Mit dem Faltblatt möchte der Verein die Forderung nach der endgültigen Abschaffung der Straßenausbau-Beitragssatzung aufrechterhalten und dies dokumentieren. "Denn bekanntlich gilt: aufgeschoben ist nicht aufgehoben", so Seier. Für die zum Ausbau anstehenden Straßen - etwa "Am Steinberg" und "Postillionseck" gelte dies ganz besonders.
Die Flyer sind an den roten Infotafeln zu finden, werden aber auch an Haushalte verteilt. "Wer sich engagieren möchte, ist herzlich willkommen", so Birte Seier. Die Diskussion der Bürgerplattform mit den Ratsmitgliedern dauert inzwischen mehr als ein Jahr an. Eine Lehre daraus sei, dass der stetige Druck der Bürger beibehalten werden muss. Seier: "Der Bürgerwille muss erkennbar sein."

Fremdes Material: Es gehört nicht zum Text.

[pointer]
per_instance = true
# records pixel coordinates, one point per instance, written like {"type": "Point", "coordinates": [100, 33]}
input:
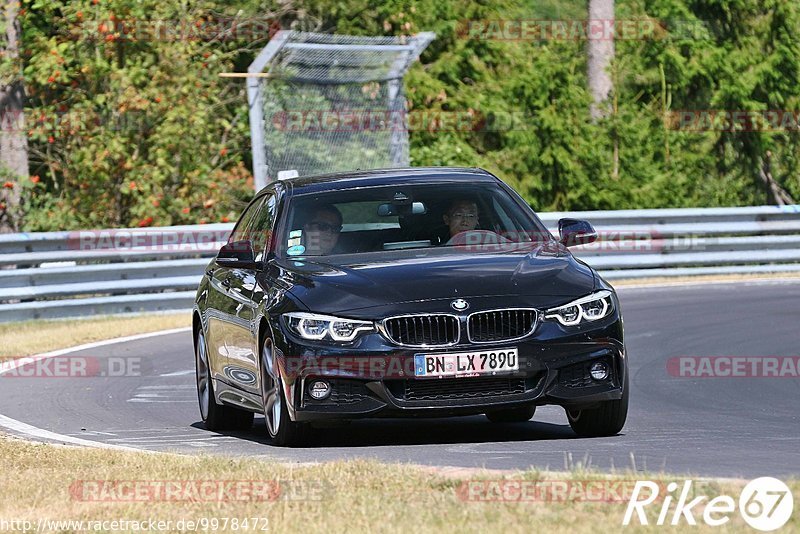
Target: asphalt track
{"type": "Point", "coordinates": [729, 427]}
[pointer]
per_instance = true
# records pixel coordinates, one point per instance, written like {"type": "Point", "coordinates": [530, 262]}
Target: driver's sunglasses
{"type": "Point", "coordinates": [323, 227]}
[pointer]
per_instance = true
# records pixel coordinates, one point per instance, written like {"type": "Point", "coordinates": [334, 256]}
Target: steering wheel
{"type": "Point", "coordinates": [476, 238]}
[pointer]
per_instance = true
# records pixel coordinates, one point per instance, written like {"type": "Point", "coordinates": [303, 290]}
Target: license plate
{"type": "Point", "coordinates": [484, 362]}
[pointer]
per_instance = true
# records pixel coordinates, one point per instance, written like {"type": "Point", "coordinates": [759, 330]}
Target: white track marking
{"type": "Point", "coordinates": [41, 434]}
{"type": "Point", "coordinates": [178, 373]}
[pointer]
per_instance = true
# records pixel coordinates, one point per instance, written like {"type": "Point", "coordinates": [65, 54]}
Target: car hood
{"type": "Point", "coordinates": [547, 276]}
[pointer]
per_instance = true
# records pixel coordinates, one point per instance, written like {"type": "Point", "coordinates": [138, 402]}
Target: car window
{"type": "Point", "coordinates": [418, 216]}
{"type": "Point", "coordinates": [262, 225]}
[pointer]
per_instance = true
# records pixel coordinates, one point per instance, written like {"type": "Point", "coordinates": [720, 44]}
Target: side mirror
{"type": "Point", "coordinates": [576, 232]}
{"type": "Point", "coordinates": [238, 255]}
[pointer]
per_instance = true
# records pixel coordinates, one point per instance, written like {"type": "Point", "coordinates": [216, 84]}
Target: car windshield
{"type": "Point", "coordinates": [449, 216]}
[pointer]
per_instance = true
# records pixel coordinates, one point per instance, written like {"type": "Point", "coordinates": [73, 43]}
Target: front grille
{"type": "Point", "coordinates": [501, 325]}
{"type": "Point", "coordinates": [418, 330]}
{"type": "Point", "coordinates": [461, 388]}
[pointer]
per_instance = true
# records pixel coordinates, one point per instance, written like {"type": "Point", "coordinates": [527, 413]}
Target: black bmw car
{"type": "Point", "coordinates": [421, 292]}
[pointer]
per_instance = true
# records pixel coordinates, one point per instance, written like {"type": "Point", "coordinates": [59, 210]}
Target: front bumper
{"type": "Point", "coordinates": [378, 380]}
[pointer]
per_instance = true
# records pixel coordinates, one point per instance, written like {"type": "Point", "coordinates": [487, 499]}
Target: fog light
{"type": "Point", "coordinates": [319, 389]}
{"type": "Point", "coordinates": [599, 370]}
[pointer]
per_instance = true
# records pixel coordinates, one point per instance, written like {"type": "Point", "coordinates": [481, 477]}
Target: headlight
{"type": "Point", "coordinates": [317, 327]}
{"type": "Point", "coordinates": [589, 308]}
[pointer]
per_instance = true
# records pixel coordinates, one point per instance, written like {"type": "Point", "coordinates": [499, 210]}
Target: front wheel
{"type": "Point", "coordinates": [605, 420]}
{"type": "Point", "coordinates": [215, 416]}
{"type": "Point", "coordinates": [281, 429]}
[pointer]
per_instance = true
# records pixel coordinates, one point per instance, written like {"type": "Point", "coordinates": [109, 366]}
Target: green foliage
{"type": "Point", "coordinates": [127, 130]}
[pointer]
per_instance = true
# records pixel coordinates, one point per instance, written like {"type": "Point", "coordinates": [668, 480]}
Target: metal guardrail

Wie berichtet, ist aus der Bürgerinitiative "Bürgerplattform gegen Straßenausbau in Hanstedt" ein Verein geworden. Die Aufgaben der bisherigen Bürgerplattform seien übernommen worden, teilt Vorstandsmitglied Kirsten Maack mit. "Die verbliebenen Mitglieder des Sprechergremiums hatten sich entschlossen, die Arbeit in neuer Form weiterzuführen." Mit Aktionen wie "Rote Karte für die STRABS" setzt sich die Initiative für die Abschaffung der Straßenausbau-Beitragssatzung in Hanstedt ab. Sinnbild des Protestes sind rote Plakate und Banner, die an vielen Stellen in der Gemeinde Hanstedt zu finden sind.
Ab sofort stehen Monika Schünemann als Vorsitzende sowie Dirk Treue als stellvertretender Vorsitzender dem neuen Verein vor. Weitere Vorstands- und Gründungsmitglieder sind Karl-Heinz Breitmeyer, Kati Kloss, Kirsten Maack und Birte Seier.
• Wer Kontakt zum neuen Verein aufnehmen möchte, schreibt eine E-Mail an rotekartefuerdiestrabs@gmail.com.
• Wie berichtet, spielt die Gemeinde Hanstedt beim Thema Straßenausbau-Beitragssatzung ("STRABS") auf Zeit. Nachdem bereits der zuständige Fachausschuss mit den Stimmen von UNS, SPD, FDP und Die Grüne empfohlen hatte, die Satzung bis zur Klärung der Neugestaltung des niedersächsischen Kommunalabgabengesetzes und bis zur verfassungskonformen Neufassung des Grundsteuerhebeverfahrens in Kraft zu lassen, folgte auch der Gemeinderat dieser Entscheidung. Die CDU konnte sich mit ihrem Antrag, die "STRABS" zum 1. Januar 2019 aufzuheben, nicht durchsetzen.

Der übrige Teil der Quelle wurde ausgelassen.